Tisha B'Av
FEELING ANOTHER'S PAIN
The 9th of Av is one of the reasons that our people have always been proactive in the struggle for freedom, and in the war against poverty wherever they have lived. We led the way in the fight for civil rights in America. We protested apartheid long before the conscience of the world was aroused against apartheid. We demonstrated in Red Square when other Russians feared to stand up against Communism. We were the leaders in the efforts toward democracy in Europe and South America.
In the United States our brothers and sisters have been deeply involved in the plight of the disenfranchised. We are the social workers in Harlem, the legal aid lawyers in South Central L.A., the doctors in the ghettoes or our great cities, the union leaders in occupations where hardly a Jew can be found. We have a long tradition of charity to the poor and the homeless and the addicted.
We feel the pain of others who suffer because our tradition teaches us to feel that pain.

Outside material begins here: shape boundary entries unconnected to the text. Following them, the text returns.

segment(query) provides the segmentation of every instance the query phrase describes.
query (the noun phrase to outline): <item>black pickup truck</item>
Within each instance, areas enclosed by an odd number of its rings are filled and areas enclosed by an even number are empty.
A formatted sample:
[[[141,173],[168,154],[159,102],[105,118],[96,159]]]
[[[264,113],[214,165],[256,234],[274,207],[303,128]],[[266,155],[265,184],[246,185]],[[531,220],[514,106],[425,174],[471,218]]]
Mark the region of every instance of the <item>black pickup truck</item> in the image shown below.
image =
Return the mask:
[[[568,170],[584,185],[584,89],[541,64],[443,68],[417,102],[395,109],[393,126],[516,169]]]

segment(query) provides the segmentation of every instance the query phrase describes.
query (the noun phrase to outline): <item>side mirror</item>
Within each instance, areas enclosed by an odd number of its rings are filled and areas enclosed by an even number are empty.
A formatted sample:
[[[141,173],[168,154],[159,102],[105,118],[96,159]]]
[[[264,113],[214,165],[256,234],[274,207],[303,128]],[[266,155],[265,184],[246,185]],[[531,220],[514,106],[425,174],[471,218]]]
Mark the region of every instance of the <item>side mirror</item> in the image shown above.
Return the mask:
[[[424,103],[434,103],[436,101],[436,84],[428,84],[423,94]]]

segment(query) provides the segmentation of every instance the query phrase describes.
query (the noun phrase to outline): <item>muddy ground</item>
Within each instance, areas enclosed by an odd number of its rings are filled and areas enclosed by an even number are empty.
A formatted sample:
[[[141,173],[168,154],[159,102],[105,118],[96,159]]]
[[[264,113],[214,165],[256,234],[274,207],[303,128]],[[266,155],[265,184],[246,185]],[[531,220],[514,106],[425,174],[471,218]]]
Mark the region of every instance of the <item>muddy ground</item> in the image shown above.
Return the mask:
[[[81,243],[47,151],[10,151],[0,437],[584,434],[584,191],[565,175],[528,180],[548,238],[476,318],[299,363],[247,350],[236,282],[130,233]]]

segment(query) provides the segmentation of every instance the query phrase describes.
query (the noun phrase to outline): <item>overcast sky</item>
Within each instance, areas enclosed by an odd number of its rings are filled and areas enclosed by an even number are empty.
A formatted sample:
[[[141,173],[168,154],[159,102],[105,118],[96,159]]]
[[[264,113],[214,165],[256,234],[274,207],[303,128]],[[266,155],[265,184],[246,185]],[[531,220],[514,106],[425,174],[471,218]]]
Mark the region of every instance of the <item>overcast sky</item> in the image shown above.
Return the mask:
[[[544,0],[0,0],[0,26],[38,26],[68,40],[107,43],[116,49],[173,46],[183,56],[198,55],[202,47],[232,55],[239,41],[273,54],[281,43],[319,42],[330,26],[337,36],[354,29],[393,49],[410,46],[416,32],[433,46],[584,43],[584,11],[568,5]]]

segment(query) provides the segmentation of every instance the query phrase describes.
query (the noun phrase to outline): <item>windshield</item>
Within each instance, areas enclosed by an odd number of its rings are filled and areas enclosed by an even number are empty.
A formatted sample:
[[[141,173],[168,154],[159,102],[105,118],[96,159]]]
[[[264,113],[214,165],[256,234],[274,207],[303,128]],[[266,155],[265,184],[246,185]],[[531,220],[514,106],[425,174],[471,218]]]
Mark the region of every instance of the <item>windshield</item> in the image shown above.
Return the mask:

The most common idea in the Torah and in the entire Bible is 'the going forth from Egypt.' Over and over again we are taught to remember the disenfranchised because we once were slaves in Egypt. We are commanded to bring the poor and the homeless to freedom because God brought us from slavery to freedom.
Our rabbis have taught us that unless we have suffered, we cannot understand the suffering of others. So on Pesah we retell the story of the Exodus at the Seder, and on the 9th of Av, for one day we imitate the mourning of our people.

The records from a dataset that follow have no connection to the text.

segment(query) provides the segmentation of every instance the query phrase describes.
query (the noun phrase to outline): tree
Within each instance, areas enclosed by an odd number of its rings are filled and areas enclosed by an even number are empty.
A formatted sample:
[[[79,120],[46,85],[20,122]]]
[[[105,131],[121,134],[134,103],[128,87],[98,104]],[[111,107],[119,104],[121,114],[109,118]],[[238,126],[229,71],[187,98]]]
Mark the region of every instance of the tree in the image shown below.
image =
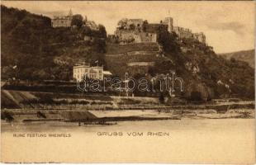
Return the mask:
[[[164,103],[164,94],[162,92],[160,93],[160,96],[159,96],[159,102],[161,104]]]
[[[129,28],[130,28],[130,30],[135,30],[135,24],[130,24],[130,25],[129,26]]]
[[[149,25],[149,22],[148,22],[147,20],[143,21],[143,24],[142,24],[142,31],[147,31],[148,25]]]
[[[127,22],[128,22],[128,19],[123,18],[118,21],[117,26],[121,29],[124,29],[127,26]]]
[[[83,16],[80,14],[76,14],[73,16],[71,21],[71,26],[76,26],[81,27],[83,26]]]
[[[106,28],[104,26],[101,24],[98,25],[98,31],[99,31],[101,37],[107,38],[107,31],[106,31]]]

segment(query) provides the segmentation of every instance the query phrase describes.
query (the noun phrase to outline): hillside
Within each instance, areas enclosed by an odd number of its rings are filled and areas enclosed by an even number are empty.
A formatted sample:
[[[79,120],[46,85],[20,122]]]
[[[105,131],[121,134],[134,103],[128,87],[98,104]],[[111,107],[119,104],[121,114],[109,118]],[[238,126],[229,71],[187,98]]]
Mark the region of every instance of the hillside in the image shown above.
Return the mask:
[[[102,62],[105,27],[52,28],[50,18],[1,6],[2,78],[23,80],[72,78],[73,64]],[[83,40],[84,35],[93,40]]]
[[[1,12],[2,79],[70,80],[75,63],[98,60],[120,78],[127,72],[136,79],[150,79],[174,71],[184,80],[184,92],[176,87],[177,96],[191,100],[254,97],[254,70],[247,63],[225,59],[211,46],[180,40],[163,28],[157,31],[158,43],[121,45],[106,41],[103,26],[98,31],[52,28],[46,16],[4,6]],[[84,40],[85,35],[93,40]],[[163,94],[168,96],[167,92]]]
[[[220,54],[220,55],[225,57],[227,59],[230,59],[231,58],[233,58],[237,60],[247,62],[249,63],[249,66],[253,67],[254,68],[255,68],[254,66],[255,50]]]

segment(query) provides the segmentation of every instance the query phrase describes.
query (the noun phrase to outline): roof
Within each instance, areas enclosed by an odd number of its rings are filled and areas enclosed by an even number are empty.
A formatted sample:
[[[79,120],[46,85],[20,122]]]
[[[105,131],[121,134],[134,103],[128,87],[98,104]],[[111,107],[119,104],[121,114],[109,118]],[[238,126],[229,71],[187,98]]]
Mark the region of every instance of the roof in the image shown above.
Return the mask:
[[[112,75],[112,73],[111,72],[107,71],[107,70],[103,71],[103,74],[105,74],[105,75]]]

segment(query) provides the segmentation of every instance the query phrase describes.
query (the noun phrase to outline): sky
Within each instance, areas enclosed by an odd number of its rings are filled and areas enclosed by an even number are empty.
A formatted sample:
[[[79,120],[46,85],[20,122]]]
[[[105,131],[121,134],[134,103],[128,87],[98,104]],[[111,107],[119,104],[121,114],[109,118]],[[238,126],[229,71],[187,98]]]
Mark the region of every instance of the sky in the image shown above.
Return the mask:
[[[159,23],[173,18],[174,26],[204,32],[206,42],[216,53],[254,49],[255,4],[243,2],[185,1],[1,1],[7,7],[26,9],[50,17],[54,15],[87,16],[88,20],[105,26],[113,34],[122,18],[142,18]]]

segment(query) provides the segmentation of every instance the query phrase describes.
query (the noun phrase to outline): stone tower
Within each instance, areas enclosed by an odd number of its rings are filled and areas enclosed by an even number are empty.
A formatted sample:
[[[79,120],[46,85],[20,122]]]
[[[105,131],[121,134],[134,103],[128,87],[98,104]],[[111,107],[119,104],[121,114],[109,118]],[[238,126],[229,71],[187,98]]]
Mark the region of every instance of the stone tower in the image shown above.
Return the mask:
[[[172,32],[173,31],[173,19],[172,17],[164,18],[163,23],[168,26],[168,32]]]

On the 9th of Av we pretend that our houses have been burned, our Temple has been destroyed. We walk about traumatized and hungry as a result of the tragedy that has befallen us. We feel the pain that our forefathers felt at the ruin of the First and Second Temples, and from our exile from Spain and Portugal and France and Germany. During the chant of the Book of Lamentations real tears come to our eyes. For a moment we forget the present and live in our bloodied past of death and destruction and horror.
And when the day is over, the imprint of suffering remains with us. We look about at new tragedy and inequity and hurt in this world and we cannot remain quiet. We commit ourselves to the premise that every Jew and every person is born with the right to a life without pain. We commit ourselves to make that world real.
The lesson of Egypt and Pesah and especially the 9th of Av change us. The history of our people, which we have internalized through study and ritual, has created within us the desire to change the world, to bring about a redemption, a new world, where no person suffers ever again.